New Balance Reading After Adding a Stone: X + Y - Z?

[songoku]

Homework Statement

A cup of water has weight X. A stone has weight Y in the air is immersed fully in the cup and it displaces water of weight Z. What will be the new reading on the balance after the stone is immersed inside the cup?

Homework Equations

The Attempt at a Solution

My guess that the new reading will be X + Y - Z, where X is the weight of the cup and Y - Z is additional weight by the stone (weight of stone in water). Am I correct?

Thanks

 

[Bandersnatch]

My guess that the new reading will be X + Y - Z, where X is the weight of the cup and Y - Z is additional weight by the stone (weight of stone in water)

So, if you were to use a stone that displaces all the water(Z=X), you'd make the water weightless?

 

[songoku]

So, if you were to use a stone that displaces all the water(Z=X), you'd make the water weightless?

errr...didn't cross my mind before

So, second guess, X + Z. The weight of water will be added by the weight displaced by the stone. Correct?

Thanks

 

[gneill]

I think you'd better define what the balance is weighing. What's on the balance?

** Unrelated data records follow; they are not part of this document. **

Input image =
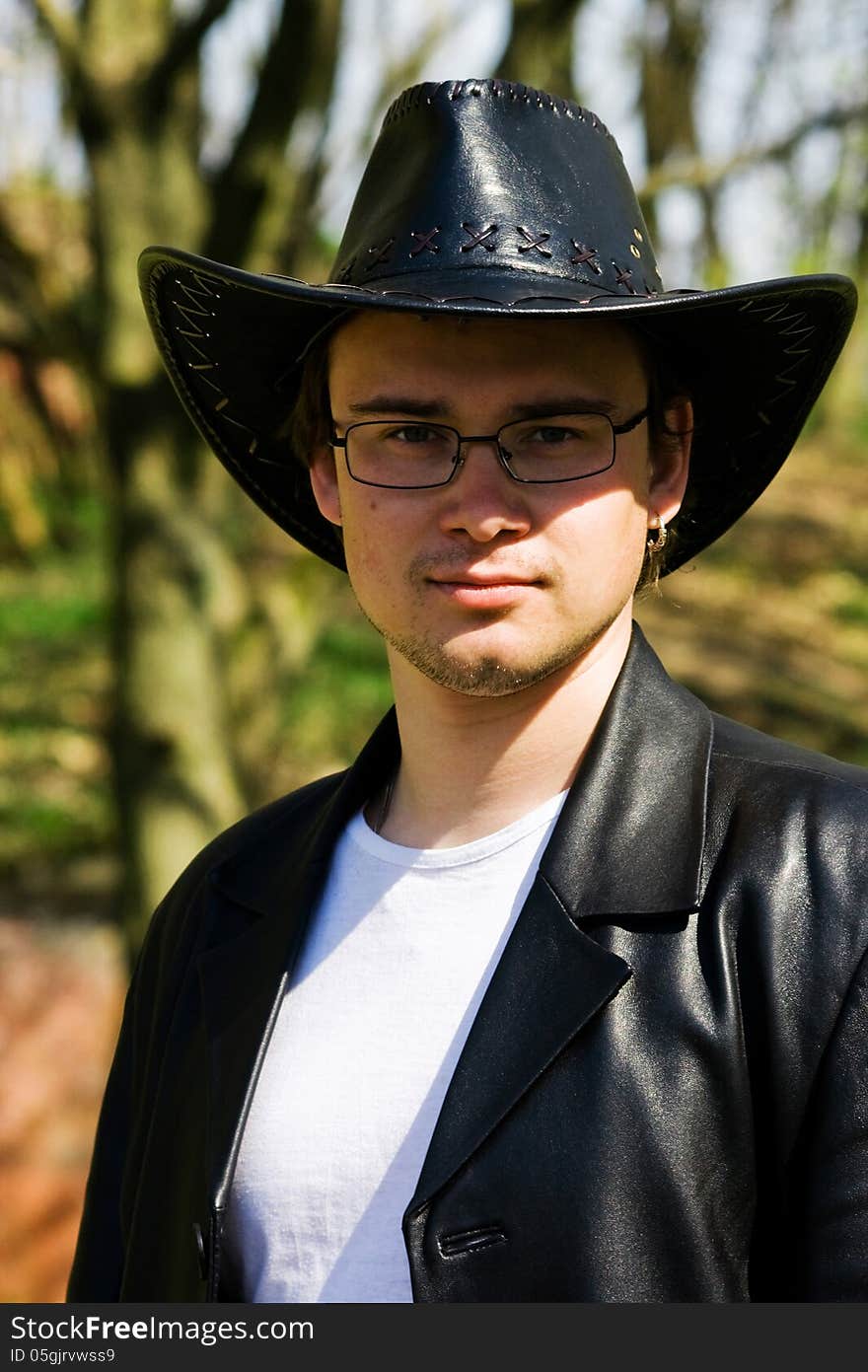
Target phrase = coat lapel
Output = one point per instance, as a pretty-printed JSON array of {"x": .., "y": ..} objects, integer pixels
[{"x": 628, "y": 841}]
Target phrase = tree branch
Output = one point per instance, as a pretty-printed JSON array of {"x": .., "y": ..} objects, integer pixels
[
  {"x": 62, "y": 31},
  {"x": 183, "y": 41},
  {"x": 695, "y": 173},
  {"x": 301, "y": 53}
]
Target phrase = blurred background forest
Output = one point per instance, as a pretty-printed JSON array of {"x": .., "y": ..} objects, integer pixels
[{"x": 168, "y": 657}]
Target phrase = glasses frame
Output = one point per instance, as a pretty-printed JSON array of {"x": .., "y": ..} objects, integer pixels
[{"x": 633, "y": 421}]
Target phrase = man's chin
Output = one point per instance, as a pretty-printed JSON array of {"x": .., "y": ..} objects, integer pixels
[{"x": 487, "y": 676}]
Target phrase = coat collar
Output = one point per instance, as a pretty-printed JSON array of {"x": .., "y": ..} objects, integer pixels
[{"x": 628, "y": 841}]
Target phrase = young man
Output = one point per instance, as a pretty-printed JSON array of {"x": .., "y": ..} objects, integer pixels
[{"x": 559, "y": 992}]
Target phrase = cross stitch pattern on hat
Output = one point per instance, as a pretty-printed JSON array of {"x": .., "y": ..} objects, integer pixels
[{"x": 489, "y": 197}]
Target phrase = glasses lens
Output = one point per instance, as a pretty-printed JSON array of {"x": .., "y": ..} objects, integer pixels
[
  {"x": 400, "y": 453},
  {"x": 558, "y": 448}
]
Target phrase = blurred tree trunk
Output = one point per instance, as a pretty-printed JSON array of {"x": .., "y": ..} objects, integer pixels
[
  {"x": 671, "y": 42},
  {"x": 541, "y": 45},
  {"x": 132, "y": 88}
]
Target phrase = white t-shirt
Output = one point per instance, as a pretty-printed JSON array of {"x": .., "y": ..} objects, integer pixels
[{"x": 389, "y": 982}]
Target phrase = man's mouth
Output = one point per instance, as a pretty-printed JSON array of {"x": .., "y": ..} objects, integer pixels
[{"x": 483, "y": 590}]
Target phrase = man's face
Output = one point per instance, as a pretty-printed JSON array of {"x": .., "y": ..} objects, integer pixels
[{"x": 488, "y": 586}]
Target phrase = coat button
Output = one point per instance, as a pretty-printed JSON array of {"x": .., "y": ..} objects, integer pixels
[{"x": 200, "y": 1252}]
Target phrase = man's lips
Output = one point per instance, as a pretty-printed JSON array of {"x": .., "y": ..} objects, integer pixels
[{"x": 483, "y": 589}]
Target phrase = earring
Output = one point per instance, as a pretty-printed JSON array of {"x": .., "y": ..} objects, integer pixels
[{"x": 656, "y": 544}]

Does the displaced water remain in the cup, or does it overflow and become lost?

 

[songoku]

I think you'd better define what the balance is weighing. What's on the balance?

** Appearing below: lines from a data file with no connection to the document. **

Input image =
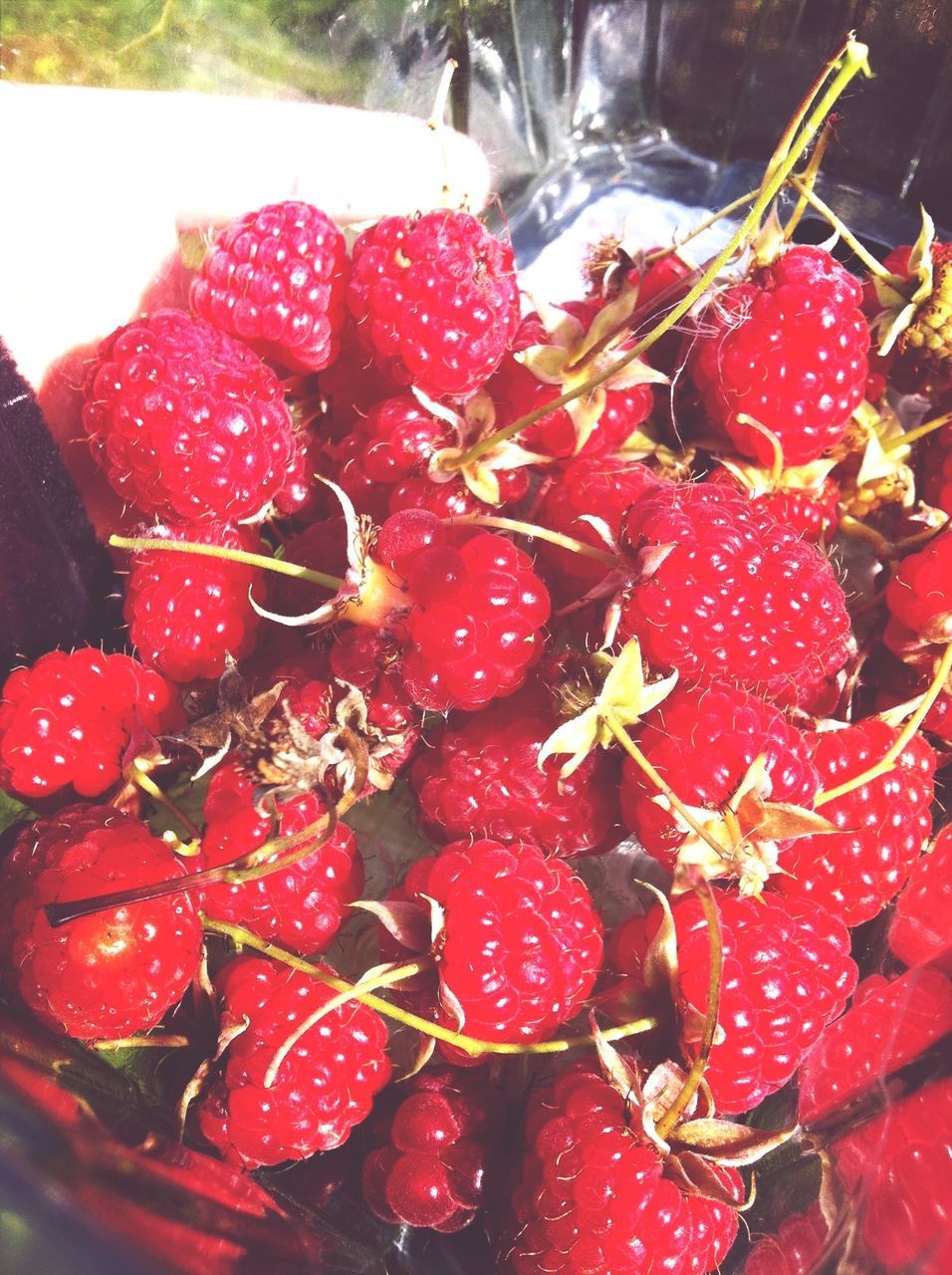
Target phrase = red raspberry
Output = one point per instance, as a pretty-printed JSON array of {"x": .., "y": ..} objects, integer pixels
[
  {"x": 301, "y": 906},
  {"x": 919, "y": 595},
  {"x": 702, "y": 740},
  {"x": 520, "y": 943},
  {"x": 787, "y": 973},
  {"x": 593, "y": 1196},
  {"x": 725, "y": 592},
  {"x": 481, "y": 778},
  {"x": 323, "y": 1088},
  {"x": 474, "y": 627},
  {"x": 788, "y": 349},
  {"x": 186, "y": 613},
  {"x": 277, "y": 279},
  {"x": 883, "y": 824},
  {"x": 186, "y": 421},
  {"x": 68, "y": 719},
  {"x": 921, "y": 924},
  {"x": 436, "y": 300},
  {"x": 114, "y": 973},
  {"x": 886, "y": 1028},
  {"x": 441, "y": 1133}
]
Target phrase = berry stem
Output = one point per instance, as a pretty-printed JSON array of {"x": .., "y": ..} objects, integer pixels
[
  {"x": 641, "y": 761},
  {"x": 688, "y": 1089},
  {"x": 886, "y": 764},
  {"x": 145, "y": 545},
  {"x": 850, "y": 62},
  {"x": 539, "y": 533},
  {"x": 468, "y": 1044}
]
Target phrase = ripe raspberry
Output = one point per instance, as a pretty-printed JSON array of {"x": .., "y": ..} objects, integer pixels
[
  {"x": 520, "y": 943},
  {"x": 725, "y": 592},
  {"x": 301, "y": 906},
  {"x": 702, "y": 740},
  {"x": 186, "y": 613},
  {"x": 114, "y": 973},
  {"x": 788, "y": 349},
  {"x": 440, "y": 1133},
  {"x": 474, "y": 627},
  {"x": 919, "y": 596},
  {"x": 481, "y": 778},
  {"x": 67, "y": 720},
  {"x": 602, "y": 487},
  {"x": 186, "y": 421},
  {"x": 435, "y": 299},
  {"x": 887, "y": 1027},
  {"x": 787, "y": 973},
  {"x": 883, "y": 824},
  {"x": 277, "y": 279},
  {"x": 593, "y": 1197},
  {"x": 921, "y": 924},
  {"x": 323, "y": 1088}
]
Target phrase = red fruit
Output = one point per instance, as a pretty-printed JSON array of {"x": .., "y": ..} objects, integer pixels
[
  {"x": 301, "y": 906},
  {"x": 481, "y": 778},
  {"x": 593, "y": 1196},
  {"x": 277, "y": 279},
  {"x": 702, "y": 740},
  {"x": 883, "y": 824},
  {"x": 719, "y": 590},
  {"x": 68, "y": 719},
  {"x": 787, "y": 974},
  {"x": 186, "y": 421},
  {"x": 887, "y": 1027},
  {"x": 787, "y": 347},
  {"x": 435, "y": 299},
  {"x": 323, "y": 1088},
  {"x": 185, "y": 611},
  {"x": 110, "y": 974},
  {"x": 440, "y": 1134},
  {"x": 519, "y": 941},
  {"x": 921, "y": 924},
  {"x": 919, "y": 595}
]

Does the displaced water remain in the cup, or does it overflow and become lost?

The displaced water remains in the cup.

I think the balance weighs the normal force acting on it. My guess still X + Z

Thanks

 

[soothsayer]

I think the answer would be different based on whether the rock had just become fully emerged and was still sinking toward the bottom, or whether the rock had already come to rest at the bottom of the cup, would it not?

 

[gneill]

The displaced water remains in the cup.

I think the balance weighs the normal force acting on it.

So the balance is weighing the cup and all its contents, while the stone was weighed separately (yielding weight Y in air). That is: the cup is on the pan of the balance; the cup has water in it; the stone is added to the cup.

My guess still X + Z

That would depend upon whether the stone is allowed to sink to the bottom of the cup, or is being held in a fixed position under the water by some external force.

If you assume that the stone is allowed to sink freely and come to rest at the bottom of the cup (so there are no external forces acting), then what the balance reads should only depend upon the total mass and the total volume of air displaced by the "object" that is the cup+water+stone.

Does the total amount of air displaced by all the objects change when the stone is immersed?